Let x and y be the amounts of time (in minutes) that a particular commuter must wait for a train on two independently selected days. Define a new random variable w by w = x + y, the sum of the two waiting times. The set of possible values for w is the interval from 0 to 2a (because both x and y can range from 0 to a). It can be shown that the density curve of w is as pictured (this curve is called a triangular distribution, for obvious reasons!)
Answer the following questions assuming a = 50, b = 0.02.
What is the probability that w is less than 50? Less than 25? Greater than 75?What is the probability that w is between 25 and 75?
No idea help
To find the probability that w is less than 50, we need to calculate the area under the density curve from 0 to 50.
The density curve is a triangle with a base of length 2a (in this case, 2*50 = 100) and a height of b (0.02). The area of a triangle is given by the formula: 1/2 * base * height. So the area of this triangle is 1/2 * 100 * 0.02 = 1.
Since the total area under the density curve represents the probability of all possible values, the probability of w being less than 50 is equal to the area of the triangle, which is 1.
To find the probability that w is less than 25, we need to calculate the area under the density curve from 0 to 25. Since the density curve is a triangle, we can use a similar approach as above to find the area of a smaller triangle.
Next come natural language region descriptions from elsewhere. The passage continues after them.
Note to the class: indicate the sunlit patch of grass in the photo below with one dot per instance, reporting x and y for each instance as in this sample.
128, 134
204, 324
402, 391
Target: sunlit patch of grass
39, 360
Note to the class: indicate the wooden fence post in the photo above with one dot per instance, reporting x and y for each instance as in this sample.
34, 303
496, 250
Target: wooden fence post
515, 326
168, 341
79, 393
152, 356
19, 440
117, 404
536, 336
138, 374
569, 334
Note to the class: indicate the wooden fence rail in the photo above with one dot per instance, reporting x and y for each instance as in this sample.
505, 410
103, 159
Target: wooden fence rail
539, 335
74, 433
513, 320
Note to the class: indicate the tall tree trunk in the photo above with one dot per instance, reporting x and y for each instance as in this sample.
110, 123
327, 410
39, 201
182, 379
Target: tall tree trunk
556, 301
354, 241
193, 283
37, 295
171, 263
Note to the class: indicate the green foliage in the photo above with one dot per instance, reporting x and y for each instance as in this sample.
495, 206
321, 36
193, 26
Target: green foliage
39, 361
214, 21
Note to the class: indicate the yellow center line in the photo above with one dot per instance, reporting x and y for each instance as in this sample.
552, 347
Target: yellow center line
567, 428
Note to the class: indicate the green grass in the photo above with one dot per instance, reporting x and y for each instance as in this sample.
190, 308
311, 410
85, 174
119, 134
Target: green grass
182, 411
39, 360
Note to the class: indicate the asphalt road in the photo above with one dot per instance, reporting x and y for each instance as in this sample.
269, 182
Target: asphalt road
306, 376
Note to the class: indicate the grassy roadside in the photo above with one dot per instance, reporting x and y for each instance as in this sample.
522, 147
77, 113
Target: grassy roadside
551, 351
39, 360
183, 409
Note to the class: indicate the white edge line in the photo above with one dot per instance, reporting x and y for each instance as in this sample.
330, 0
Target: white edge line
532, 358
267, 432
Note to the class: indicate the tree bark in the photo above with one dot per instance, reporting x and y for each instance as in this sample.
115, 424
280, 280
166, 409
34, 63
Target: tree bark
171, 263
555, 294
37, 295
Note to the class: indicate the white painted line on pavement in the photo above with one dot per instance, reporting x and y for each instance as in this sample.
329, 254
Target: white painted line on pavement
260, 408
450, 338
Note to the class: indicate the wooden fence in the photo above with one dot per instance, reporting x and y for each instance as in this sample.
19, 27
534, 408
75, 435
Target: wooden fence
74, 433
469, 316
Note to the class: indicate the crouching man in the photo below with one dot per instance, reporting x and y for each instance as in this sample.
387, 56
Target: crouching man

Using the formula for the area of a triangle, the area of the triangle with a base of 50 (half of the base of the larger triangle) and a height of 0.02 is: 1/2 * 50 * 0.02 = 0.5.
Therefore, the probability that w is less than 25 is 0.5.
To find the probability that w is greater than 75, we need to calculate the area under the density curve from 75 to 100 (the maximum possible value of w). Since the density curve is a triangle, we can subtract the area of the triangle from 0 to 75 from the total area to get the desired probability.
The area of the triangle from 0 to 75 is 1, as we calculated earlier. So the area from 75 to 100 is 1 - 1 = 0.
Therefore, the probability that w is greater than 75 is 0.
To find the probability that w is between 25 and 75, we need to calculate the area under the density curve between those two values. Since the density curve is a triangle, we can subtract the area of the triangle from 0 to 25 from the area of the triangle from 0 to 75.
The area of the triangle from 0 to 25 is 0.5, as we calculated earlier. The area of the triangle from 0 to 75 is 1. So the area between 25 and 75 is 1 - 0.5 = 0.5.
Therefore, the probability that w is between 25 and 75 is 0.5.